KENDİNE BAĞIŞIKLIK NEDİR?
Tıp âleminde şöyle bir hastalık vardır: İnsan bünyesinde bulunan bağışıklık hücreleri bazen merkezden yanlış bilgi aldıkları için kendi dokularımıza saldırırlar. Böylece dışarıdan bir müdahale olmamasına rağmen bazı organlarımız tedavisi çok güç ciddi hastalıklara uğrar. Bu tür hastalıklara kendinebağışık(otoimmun) hastalıklar denir. Bunlar arasında eklem hastalıkları, Romatoid artrit, kan hücreleri, böbrekler vb. olabilir.
RTÜK NEDEN KURULDU?
Bu kuruluşun benzerleri demokratik ülkelerde vardır. Bunlar görüntülü medyaya veya tüm medyaya yardım etmek, yol göstermek, medya özgürlüğüne aykırı bir durumda uyarmak, aşırı hallerde ceza vermek, medya mensuplarına eğitim sağlamak üzere görev yaparlar. Başkaları tarafından verilen cezalar veya yapılan baskılara müdahil olurlar. Demokratik ülkelerde bu kurullar, kim tarafından seçilirse seçilsin tarafsız ve eşit yurttaş bağlamında icraata bulunurlar. Ülkemizde sadece şeklen demokrasiye benzeyen, aslında demokratik olmadığı kesine yakın olan bir rejim vardır. Bu rejimde yurttaşlık değil yandaşlık felsefesi geçerlidir. RTÜK de böyledir. Yandaşlar çoğunlukta olduğu için bugüne kadar yukarıdaki görevleri ifa edebilen bir karar alınamamıştır.
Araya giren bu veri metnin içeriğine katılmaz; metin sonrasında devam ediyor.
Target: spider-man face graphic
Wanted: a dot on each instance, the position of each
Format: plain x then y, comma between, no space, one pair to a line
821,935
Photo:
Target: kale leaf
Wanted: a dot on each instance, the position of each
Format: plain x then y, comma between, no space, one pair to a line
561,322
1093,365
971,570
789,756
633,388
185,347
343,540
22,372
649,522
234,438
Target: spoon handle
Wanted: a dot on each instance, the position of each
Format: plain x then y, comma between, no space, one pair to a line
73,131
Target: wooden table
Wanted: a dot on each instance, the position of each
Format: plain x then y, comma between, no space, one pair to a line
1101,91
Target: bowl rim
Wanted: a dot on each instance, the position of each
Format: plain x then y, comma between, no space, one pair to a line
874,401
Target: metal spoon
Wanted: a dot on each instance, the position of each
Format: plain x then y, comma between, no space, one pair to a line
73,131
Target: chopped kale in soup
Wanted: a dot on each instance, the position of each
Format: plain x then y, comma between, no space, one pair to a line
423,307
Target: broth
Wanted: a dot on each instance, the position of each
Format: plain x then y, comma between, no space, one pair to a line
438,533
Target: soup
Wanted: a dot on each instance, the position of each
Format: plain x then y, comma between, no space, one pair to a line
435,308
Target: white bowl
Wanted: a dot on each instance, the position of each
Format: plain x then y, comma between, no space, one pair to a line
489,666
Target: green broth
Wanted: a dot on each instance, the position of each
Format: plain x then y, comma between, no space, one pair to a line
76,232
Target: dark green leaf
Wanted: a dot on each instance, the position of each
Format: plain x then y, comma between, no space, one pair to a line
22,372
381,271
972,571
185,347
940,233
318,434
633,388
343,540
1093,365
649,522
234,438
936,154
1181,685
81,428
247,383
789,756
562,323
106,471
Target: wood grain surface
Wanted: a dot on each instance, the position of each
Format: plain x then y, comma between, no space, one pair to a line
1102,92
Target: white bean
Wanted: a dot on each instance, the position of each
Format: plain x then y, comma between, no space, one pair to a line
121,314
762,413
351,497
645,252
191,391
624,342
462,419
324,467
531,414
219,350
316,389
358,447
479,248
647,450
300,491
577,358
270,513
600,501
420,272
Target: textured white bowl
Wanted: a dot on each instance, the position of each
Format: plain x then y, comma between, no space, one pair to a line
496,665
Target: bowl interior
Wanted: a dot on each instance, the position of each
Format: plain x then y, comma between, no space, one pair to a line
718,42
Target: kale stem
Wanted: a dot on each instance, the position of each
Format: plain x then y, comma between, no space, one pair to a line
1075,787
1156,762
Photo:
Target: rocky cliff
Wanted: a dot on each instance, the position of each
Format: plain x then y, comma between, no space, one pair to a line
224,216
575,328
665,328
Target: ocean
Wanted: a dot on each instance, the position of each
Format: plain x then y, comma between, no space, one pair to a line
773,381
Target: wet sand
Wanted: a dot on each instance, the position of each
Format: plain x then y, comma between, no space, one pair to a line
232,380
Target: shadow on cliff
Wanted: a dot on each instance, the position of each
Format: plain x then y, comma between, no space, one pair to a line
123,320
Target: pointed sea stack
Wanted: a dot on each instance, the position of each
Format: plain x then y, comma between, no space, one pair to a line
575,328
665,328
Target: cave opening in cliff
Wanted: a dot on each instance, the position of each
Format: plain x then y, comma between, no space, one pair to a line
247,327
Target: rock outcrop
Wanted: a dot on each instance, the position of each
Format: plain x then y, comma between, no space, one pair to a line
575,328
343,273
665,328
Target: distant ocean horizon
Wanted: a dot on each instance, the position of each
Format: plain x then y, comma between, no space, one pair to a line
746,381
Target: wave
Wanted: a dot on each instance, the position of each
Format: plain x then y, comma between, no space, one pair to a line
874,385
Kararlar kendinebağışık hastalıklarda olduğu gibi, merkezden alınan yanlış sinyaller doğrultusunda korunması gereken dokulara(TV’lere) uygulanmıştır. Özelikle iktidar yanlısı üyelerin eşit ve bağımsız yurttaş olarak değil de yandaş ve tarafgir tutumları yüzünden fayda yerine büyük zararlar vermişlerdir.
Oysa RTÜK bazı basın özgürlüğüne karşı uygulanan kanunlara bile karşı çıkabilmeliydi. Gerçekten demokratik ülkelerde bu durum çoğunlukla hükümetleri uyarmak şeklinde icra edilir. Yani denir ki “ey hükümet senin çıkardığın bu kanun, ey savcı senin koyduğun bu yasak evrensel basın özgürlüğü fikrine aykırıdır”.
Kısaca söylersek Türkiye, RTÜK gibi bağımsız ve tam evrensel hukuka göre görev yapacak kurumlara layık bir demokratik seviyeye gelmemiştir.
Özetle RTÜK TÜRKİYE’DE BASIN ÖZGÜRLÜĞÜNÜN EN BÜYÜK ENGELİDİR.
12 Eylül Faşist Darbesinde iki yıl yargılanmış birisi olarak söylüyorum. 12 Eylül1980’de basın daha özgürdü. Çünkü RTÜK yoktu.